Kamala Harris for the People?
By many measures, Harris is a true politician. She claims to refuse donations from corporate PACs, but as an integral part of the Democratic machine, she knows how to court her donors. She refused to prosecute OneWest, the former employer of Treasury Secretary Stephen Mnuchin, for several illegal foreclosures, contradicting the advice of her own Consumer Law Section. Harris never explained why declined this prosecution, but she unsurprisingly was the only Senate Democratic candidate to get a donation from Mnuchin in 2016.
Harris has perfected the political act of saying one thing and immediately walking back. She refused to go to the American Israeli Public Affairs Committee (AIPAC) conference, but met the California AIPAC representatives the day after, which the organization’s Twitter account praised. During that meeting, she went as far as tying her support to Israel to her support for civil rights in Selma.Another example is when she raised her hand in June’s Democratic debate about agreeing to abolish private insurance in the path to Medicare for all, but walked it back the day after, saying she supported other paths and leaving many wondering what her plans actually are.
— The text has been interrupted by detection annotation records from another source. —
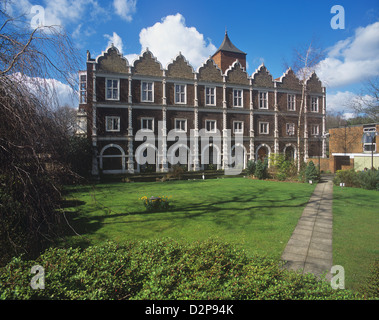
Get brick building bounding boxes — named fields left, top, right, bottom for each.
left=79, top=33, right=326, bottom=175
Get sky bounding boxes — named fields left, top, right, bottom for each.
left=10, top=0, right=379, bottom=115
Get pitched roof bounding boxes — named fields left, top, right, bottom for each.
left=215, top=31, right=246, bottom=54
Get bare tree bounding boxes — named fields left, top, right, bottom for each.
left=348, top=76, right=379, bottom=122
left=292, top=42, right=324, bottom=171
left=0, top=1, right=84, bottom=263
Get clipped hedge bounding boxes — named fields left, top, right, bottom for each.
left=0, top=239, right=366, bottom=300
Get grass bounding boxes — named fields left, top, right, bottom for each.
left=63, top=178, right=314, bottom=259
left=333, top=187, right=379, bottom=289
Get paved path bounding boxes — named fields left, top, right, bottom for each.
left=282, top=177, right=333, bottom=280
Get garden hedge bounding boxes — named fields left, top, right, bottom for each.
left=0, top=239, right=361, bottom=300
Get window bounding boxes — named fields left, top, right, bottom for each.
left=105, top=117, right=120, bottom=132
left=286, top=123, right=295, bottom=136
left=175, top=119, right=187, bottom=132
left=106, top=79, right=120, bottom=100
left=233, top=121, right=243, bottom=133
left=311, top=97, right=318, bottom=112
left=311, top=125, right=319, bottom=136
left=141, top=118, right=154, bottom=131
left=259, top=122, right=269, bottom=134
left=233, top=89, right=242, bottom=107
left=362, top=126, right=376, bottom=152
left=175, top=84, right=186, bottom=104
left=205, top=87, right=216, bottom=106
left=79, top=74, right=87, bottom=104
left=141, top=82, right=154, bottom=102
left=287, top=94, right=296, bottom=111
left=205, top=120, right=216, bottom=133
left=259, top=91, right=268, bottom=109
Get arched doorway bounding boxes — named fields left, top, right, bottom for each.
left=255, top=144, right=271, bottom=161
left=100, top=144, right=125, bottom=174
left=201, top=143, right=221, bottom=170
left=283, top=144, right=296, bottom=161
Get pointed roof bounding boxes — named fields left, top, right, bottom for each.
left=215, top=31, right=246, bottom=55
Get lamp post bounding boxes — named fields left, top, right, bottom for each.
left=366, top=131, right=378, bottom=170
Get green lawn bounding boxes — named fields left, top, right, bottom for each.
left=63, top=178, right=314, bottom=259
left=333, top=187, right=379, bottom=289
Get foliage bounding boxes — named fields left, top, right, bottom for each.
left=333, top=169, right=379, bottom=190
left=0, top=239, right=361, bottom=300
left=139, top=196, right=170, bottom=212
left=305, top=161, right=320, bottom=182
left=270, top=154, right=297, bottom=181
left=360, top=260, right=379, bottom=299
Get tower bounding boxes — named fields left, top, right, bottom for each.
left=212, top=31, right=246, bottom=73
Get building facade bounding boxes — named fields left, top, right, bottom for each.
left=78, top=33, right=326, bottom=175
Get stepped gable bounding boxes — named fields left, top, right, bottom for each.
left=96, top=43, right=129, bottom=73
left=134, top=48, right=163, bottom=77
left=251, top=63, right=274, bottom=88
left=276, top=68, right=301, bottom=91
left=225, top=60, right=250, bottom=85
left=197, top=57, right=223, bottom=82
left=166, top=53, right=195, bottom=79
Judging by the usual dynamic of Democratic politicians in which she fits perfectly, it is reasonable to expect that she will pivot away from Medicare for all if she gets the nomination.
Harris unveiled her campaign on MLK day, and she has sought the endorsement of the Congressional Black Caucus. In a very full field of candidates, she ties her identity as a black woman deeply into her campaign. She rightfully confronted Joe Biden for his racist views on busing, and her platform for racial justice claims that she has been a “leader for racial justice throughout her career.” But we have seen that this does not match her record. Her commitment to racial justice stops very short of challenging American racism. She fails the litmus test of supporting Colin Kaepernick, claiming that Russia is behind the furor.
The 2020 Democratic primary has been designed to prevent a Sanders nomination without seeming rigged. Finding an acceptable outcome for progressives and centrists has no easy solution. Harris could manage to successfully paint herself as “for the people” and become this compromise. But her past as a top cop could also become overbearing. It is too soon to tell.